¡Vamos a mí casa! Guest blog by Theo Bernados

Posted by Ashley Fleming on

¡Vamos a mí casa!”, Manuel implores me. After an hour of showing me his coffee fields, this brawny yet soft spoken Guatemalan farmer invites me to his home for lunch. It’s a hot, dry and cloudless day in the middle of August (2019). Harvest season is still a few months away. The coffee cherries are still green and unripe, like my Spanish speaking skills. Manuel, in the off-season plants other crops such as: peanuts, avocados, papayas and tomatoes. Some of which I’ll taste for lunch.

Guatemala Coffee Farmer

I’m excited to eat but more thrilled to hear about this man’s story. As we enter the gates of his quaint and vibrantly painted home, his wife and daughters greet us. They tell us to sit and rest as they prepare our meal. 

As Manuel fills my mug with coffee he tells me, “I’m old now. My horse carries my harvested coffees down the volcanoes. But when I was younger, I can bring down 68 Kilograms (150 pounds) on my back. I’m old now. The best I can do now is about 27Kg (60 pounds)”.

Brewing Guatemala Coffee

I roast coffee for Pachamama for a living. It can be laborious at times but hearing these words humbled me. I was humbled by the thought that farmers like him work tirelessly to plant coffee trees. They wait for about three to four years for them to mature and yield results. After harvesting the cherries by hand they sort them by size and density. Once they screen these coffees they bring them to de-pulping machines where they remove the outer-skin and pulp of the coffee cherry seed. Afterward they bring the seeds to the tanks to wash the left over mucilage before they dry. And finally the seeds are dried on drying beds before they are packaged and shipped all across the globe.  

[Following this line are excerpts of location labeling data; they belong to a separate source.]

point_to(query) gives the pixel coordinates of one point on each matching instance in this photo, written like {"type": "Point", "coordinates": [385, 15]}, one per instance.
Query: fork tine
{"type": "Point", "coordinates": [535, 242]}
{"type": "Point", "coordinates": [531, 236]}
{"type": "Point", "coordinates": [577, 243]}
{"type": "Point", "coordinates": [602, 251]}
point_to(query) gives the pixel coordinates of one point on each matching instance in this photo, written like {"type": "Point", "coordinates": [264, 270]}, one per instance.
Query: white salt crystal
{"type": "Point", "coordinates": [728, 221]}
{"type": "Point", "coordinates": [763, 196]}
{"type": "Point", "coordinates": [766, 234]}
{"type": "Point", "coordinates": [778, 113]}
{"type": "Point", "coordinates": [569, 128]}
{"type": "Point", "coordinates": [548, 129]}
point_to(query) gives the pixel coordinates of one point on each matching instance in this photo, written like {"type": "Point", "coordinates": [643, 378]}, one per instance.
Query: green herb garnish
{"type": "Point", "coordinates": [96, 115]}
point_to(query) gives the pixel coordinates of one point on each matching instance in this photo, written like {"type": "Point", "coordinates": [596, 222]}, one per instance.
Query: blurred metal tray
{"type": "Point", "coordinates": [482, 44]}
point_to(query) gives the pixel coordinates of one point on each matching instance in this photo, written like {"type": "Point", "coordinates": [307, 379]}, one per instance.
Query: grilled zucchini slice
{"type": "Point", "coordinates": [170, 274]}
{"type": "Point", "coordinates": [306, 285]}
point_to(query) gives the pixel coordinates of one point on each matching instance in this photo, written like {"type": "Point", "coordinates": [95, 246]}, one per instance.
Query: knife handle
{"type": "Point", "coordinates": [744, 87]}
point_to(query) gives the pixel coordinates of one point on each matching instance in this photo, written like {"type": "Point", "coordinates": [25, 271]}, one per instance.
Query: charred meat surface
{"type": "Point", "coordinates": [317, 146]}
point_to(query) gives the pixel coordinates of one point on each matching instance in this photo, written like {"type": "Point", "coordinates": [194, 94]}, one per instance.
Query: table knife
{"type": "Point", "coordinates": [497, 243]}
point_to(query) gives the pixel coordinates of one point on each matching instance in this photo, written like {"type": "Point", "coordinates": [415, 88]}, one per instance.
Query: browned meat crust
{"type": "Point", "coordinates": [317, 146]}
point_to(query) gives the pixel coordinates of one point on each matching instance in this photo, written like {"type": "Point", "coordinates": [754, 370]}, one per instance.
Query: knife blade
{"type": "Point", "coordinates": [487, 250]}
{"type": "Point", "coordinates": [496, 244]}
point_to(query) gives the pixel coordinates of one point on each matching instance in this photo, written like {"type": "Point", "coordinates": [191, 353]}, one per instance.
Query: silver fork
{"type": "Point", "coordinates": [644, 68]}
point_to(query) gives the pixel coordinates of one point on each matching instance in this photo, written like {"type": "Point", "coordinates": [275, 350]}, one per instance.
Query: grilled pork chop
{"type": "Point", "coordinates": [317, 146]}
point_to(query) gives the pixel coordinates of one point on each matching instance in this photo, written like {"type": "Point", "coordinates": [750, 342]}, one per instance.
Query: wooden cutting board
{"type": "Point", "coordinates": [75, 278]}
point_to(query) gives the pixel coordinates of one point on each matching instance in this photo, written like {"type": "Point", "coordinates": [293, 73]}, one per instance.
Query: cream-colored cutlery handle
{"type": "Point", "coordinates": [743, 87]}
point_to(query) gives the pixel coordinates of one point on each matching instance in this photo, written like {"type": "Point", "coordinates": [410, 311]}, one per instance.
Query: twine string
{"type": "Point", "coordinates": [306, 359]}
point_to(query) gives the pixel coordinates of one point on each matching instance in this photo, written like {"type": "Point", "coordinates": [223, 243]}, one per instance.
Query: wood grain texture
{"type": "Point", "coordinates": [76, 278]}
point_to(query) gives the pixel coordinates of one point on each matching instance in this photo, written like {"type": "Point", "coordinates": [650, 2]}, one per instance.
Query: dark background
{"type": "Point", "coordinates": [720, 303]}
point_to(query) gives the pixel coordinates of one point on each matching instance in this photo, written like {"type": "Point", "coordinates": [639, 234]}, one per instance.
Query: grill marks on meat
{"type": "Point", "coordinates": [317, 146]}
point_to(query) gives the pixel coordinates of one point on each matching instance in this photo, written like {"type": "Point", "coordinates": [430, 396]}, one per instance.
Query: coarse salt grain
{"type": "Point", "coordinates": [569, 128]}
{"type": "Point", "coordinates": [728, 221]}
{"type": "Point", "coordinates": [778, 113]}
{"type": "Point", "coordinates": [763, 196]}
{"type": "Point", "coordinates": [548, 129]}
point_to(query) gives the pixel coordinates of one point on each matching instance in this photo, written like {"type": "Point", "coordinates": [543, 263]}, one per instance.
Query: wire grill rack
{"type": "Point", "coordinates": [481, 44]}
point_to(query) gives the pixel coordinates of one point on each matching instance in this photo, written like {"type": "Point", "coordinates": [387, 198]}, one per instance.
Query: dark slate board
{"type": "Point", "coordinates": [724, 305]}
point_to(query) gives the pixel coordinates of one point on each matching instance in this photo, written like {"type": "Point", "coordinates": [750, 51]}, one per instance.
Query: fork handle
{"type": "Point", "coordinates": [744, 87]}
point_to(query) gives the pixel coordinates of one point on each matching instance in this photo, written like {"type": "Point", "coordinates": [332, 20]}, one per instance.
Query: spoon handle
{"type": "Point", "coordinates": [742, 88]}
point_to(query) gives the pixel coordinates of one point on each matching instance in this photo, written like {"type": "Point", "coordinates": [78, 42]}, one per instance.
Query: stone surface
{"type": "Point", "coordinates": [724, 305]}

Milling and sorting raw coffee

I want to be careful by not sensationalizing the work of these farmers like Manuel. I know they seek not for sympathy or pity but empowerment. They work with pride and dignity. I see this all in the face of the man I’m having lunch with.

Coffee fields in Guatemala

I believe farmers like Manuel are empowered because of this business model, by ownership of the fields they tend to the cup of coffee in your hand. Pachamama farmers earn eleven times more than your conventional fair trade model and even more vs. a non-fair trade model.  A typical supply chain focuses on a price to farmers for a raw commodity, the price does not accommodate the farmer’s costs of production. There is hardly zero value added for farmers. Zero profits. The true power lies in the ownership of coffee brands and coffee retailers in consuming countries. Pachamama farmers created a vertically integrated supply chain, owning the roasting, marketing and distribution of their coffee in the United States.

So as I break bread with Manuel, I’m both challenged and comforted by my responsibility back home. It takes me about eighteen minutes to roast a fifty pound batch of Guatemalan medium roast. Eighteen minutes in comparison to four years. I’m entrusted to try to take unroasted green coffee beans and turn them into something worth drinking and buying.

I have to periodically remind myself of farmers like Manuel who are the true heroes of the coffee supply chain. True heroes that are worth remembering and celebrating. I’m glad it doesn’t stop there, we remember and celebrate them through ownership and equity to truly empower their communities.